Ruhig sah er mich aus seinen braunen Augen an. In meinem Inneren herrschte das reinste Gefühlschaos. Sein Blick machte mich ruhiger, wühlte mich andererseits allerdings auch total auf. Ich rutschte auf meinem Stuhl herum, da mir keine Position mehr als bequem erschien. Jetzt wünschte ich mir, dass Margarete uns nie alleine gelassen hätte.
„Du weißt aber warum. Das hatte nichts mit dir zu tun, sondern mit mir." Stur erwiderte ich seinen Blick. Warum durfte jemand so schöne Augen haben? Dagegen waren meine aufgesammelter Abfall. Ich bemerkte gar nicht, dass ich die Luft anhielt, bis ich langsam in Atemnot kam.
Schnell riss ich mich von ihm los. Auch er schüttelte wie in Trance den Kopf. Was taten wir denn hier nur? „Soll ich dir immer noch die Stadt zeigen?" Ich war erleichtert, dass er das Thema wechselte. Benommen nickte ich. Halt mal was? War ich denn von allen guten Geistern verlassen? Es war bloßer Selbstmord etwas mit ihm alleine zu unternehmen!

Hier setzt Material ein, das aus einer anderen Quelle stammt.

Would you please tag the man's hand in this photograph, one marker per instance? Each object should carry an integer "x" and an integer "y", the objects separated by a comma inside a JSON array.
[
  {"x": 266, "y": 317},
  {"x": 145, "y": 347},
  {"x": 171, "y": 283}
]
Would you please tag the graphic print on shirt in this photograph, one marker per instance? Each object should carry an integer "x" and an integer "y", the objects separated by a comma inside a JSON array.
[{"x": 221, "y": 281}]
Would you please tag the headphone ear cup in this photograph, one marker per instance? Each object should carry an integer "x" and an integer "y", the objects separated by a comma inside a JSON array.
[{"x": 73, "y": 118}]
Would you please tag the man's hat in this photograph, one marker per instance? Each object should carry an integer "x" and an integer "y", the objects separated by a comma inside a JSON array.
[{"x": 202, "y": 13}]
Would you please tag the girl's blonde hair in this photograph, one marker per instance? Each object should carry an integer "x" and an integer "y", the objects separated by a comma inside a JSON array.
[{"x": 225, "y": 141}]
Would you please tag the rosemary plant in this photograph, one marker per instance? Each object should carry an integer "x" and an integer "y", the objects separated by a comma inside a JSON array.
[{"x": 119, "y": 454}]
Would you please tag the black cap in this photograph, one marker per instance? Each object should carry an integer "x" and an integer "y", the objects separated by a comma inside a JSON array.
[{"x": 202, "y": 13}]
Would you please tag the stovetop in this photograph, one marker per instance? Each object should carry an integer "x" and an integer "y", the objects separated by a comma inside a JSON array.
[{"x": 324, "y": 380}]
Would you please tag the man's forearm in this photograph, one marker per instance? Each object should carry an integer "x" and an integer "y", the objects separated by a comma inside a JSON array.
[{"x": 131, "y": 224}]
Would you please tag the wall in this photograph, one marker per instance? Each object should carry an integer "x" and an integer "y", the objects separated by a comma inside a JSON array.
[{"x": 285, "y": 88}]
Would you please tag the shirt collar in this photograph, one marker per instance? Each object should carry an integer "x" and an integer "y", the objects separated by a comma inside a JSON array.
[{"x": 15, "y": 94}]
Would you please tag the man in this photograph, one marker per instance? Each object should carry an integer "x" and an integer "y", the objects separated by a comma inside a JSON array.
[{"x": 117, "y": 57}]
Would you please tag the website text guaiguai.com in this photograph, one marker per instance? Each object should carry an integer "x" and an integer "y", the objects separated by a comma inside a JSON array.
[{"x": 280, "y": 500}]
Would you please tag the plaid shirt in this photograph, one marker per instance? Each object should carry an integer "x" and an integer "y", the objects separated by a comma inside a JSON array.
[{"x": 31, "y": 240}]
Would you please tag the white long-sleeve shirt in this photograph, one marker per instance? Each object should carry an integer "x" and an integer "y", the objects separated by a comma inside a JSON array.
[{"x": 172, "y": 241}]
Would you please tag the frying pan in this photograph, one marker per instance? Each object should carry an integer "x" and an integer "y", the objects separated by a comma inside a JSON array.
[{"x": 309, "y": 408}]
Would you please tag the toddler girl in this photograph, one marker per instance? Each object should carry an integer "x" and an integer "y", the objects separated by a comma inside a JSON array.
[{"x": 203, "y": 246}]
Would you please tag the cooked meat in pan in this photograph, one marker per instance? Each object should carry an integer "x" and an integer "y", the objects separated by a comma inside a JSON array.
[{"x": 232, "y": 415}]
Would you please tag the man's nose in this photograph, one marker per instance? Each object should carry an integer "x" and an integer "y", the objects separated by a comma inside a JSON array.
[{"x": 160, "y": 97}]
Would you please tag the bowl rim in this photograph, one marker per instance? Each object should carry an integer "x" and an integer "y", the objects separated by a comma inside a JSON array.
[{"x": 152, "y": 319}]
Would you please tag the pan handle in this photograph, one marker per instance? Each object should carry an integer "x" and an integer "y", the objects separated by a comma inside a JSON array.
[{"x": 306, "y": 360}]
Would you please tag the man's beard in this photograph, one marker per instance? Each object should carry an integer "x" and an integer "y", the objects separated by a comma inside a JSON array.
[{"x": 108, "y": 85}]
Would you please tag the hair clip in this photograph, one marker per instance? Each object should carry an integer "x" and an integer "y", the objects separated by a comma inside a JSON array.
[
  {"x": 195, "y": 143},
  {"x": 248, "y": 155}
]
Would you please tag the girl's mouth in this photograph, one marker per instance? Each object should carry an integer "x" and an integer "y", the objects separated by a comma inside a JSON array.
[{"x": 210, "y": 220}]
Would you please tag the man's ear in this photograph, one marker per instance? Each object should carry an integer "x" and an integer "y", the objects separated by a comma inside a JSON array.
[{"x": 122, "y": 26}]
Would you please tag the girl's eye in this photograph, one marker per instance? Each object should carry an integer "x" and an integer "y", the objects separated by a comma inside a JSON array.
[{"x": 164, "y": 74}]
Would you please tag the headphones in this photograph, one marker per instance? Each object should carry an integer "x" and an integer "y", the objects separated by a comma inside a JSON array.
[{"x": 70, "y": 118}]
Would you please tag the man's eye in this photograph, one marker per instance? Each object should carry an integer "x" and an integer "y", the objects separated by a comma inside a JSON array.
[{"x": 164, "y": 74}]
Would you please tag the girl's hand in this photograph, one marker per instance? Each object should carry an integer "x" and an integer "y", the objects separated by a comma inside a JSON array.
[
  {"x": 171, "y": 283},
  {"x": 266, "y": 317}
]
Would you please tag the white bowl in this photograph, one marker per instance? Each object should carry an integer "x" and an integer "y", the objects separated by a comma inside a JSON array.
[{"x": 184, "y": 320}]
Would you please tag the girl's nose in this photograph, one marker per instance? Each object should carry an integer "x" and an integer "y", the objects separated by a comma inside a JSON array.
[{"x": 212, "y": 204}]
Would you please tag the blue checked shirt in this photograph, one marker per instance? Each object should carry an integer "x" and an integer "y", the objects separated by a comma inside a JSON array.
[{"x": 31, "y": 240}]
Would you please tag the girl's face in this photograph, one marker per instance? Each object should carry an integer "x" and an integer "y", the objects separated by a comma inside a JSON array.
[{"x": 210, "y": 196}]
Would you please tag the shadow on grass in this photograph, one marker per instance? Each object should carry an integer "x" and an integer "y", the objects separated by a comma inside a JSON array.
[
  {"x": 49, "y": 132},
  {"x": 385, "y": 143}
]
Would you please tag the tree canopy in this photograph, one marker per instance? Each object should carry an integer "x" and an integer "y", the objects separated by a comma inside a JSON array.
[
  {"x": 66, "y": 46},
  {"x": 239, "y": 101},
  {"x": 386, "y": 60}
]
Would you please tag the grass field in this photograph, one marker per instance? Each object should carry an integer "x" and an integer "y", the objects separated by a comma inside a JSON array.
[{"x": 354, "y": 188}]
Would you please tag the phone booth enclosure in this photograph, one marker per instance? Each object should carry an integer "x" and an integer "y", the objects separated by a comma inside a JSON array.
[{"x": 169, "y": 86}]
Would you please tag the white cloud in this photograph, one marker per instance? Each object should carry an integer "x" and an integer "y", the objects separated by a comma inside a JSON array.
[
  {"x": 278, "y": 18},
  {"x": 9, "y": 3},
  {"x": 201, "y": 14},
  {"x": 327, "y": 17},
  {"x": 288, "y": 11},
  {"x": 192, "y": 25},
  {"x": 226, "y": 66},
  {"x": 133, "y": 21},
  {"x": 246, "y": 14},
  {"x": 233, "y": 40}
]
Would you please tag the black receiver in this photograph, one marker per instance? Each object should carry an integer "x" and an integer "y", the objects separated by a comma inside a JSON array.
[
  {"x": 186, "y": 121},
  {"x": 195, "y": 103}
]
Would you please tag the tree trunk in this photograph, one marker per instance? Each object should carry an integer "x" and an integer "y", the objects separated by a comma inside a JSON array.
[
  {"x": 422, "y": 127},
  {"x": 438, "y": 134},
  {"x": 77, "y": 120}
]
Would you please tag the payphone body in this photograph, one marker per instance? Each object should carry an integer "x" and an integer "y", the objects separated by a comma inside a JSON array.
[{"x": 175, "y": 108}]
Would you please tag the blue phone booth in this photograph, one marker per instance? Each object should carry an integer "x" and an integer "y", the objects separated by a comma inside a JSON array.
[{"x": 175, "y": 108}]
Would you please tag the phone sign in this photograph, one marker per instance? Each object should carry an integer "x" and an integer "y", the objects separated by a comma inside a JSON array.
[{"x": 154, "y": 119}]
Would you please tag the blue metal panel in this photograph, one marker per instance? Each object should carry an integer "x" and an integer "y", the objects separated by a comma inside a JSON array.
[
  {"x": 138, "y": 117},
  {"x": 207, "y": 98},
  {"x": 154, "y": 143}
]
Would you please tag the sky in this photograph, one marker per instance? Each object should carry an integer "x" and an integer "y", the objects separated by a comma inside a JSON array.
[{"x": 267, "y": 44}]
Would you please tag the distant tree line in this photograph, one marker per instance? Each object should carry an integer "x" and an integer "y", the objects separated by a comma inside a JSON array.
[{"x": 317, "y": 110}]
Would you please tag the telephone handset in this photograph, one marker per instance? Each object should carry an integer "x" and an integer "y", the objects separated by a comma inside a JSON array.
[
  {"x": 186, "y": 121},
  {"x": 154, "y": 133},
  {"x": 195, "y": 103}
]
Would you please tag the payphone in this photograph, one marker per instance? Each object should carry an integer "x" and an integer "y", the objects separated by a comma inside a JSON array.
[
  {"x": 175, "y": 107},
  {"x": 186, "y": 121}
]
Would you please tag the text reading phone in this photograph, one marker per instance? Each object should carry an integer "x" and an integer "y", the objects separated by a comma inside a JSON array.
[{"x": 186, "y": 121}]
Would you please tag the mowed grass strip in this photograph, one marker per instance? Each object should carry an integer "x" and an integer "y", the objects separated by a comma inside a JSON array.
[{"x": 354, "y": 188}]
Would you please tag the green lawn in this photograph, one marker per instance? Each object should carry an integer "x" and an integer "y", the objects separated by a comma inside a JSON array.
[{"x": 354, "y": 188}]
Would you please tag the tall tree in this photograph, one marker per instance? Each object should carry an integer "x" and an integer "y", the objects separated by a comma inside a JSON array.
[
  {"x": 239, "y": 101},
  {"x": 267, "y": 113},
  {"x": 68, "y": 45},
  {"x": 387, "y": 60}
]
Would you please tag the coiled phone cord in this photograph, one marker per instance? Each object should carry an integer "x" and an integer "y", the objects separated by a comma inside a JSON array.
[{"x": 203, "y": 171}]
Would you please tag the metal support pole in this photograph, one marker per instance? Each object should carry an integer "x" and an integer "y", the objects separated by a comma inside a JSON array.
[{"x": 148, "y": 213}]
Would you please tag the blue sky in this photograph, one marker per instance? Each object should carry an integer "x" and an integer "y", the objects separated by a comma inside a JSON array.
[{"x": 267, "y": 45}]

Wir hielten es ja selbst in seiner Küche kaum fünf Minuten aus, ohne dass es peinlich wurde. „Na dann, lass uns gehen." Er erhob sich von seinem Stuhl und ich ahmte seine Bewegungen nach. „Ich hole nur noch kurz den Autoschlüssel", meinte er und gab mir mit einer Handbewegung zu verstehen, dass ich warten sollte.
Als ich alleine in der Küche war, spürte ich, wie mein ganzer Körper pochte. Selbst in meinen Fingerspitzen spürte ich das Schlagen meines Herzens. Ob es ihm wohl genauso ging? Nein, gab ich mir selbst die Antwort, das tat es nicht.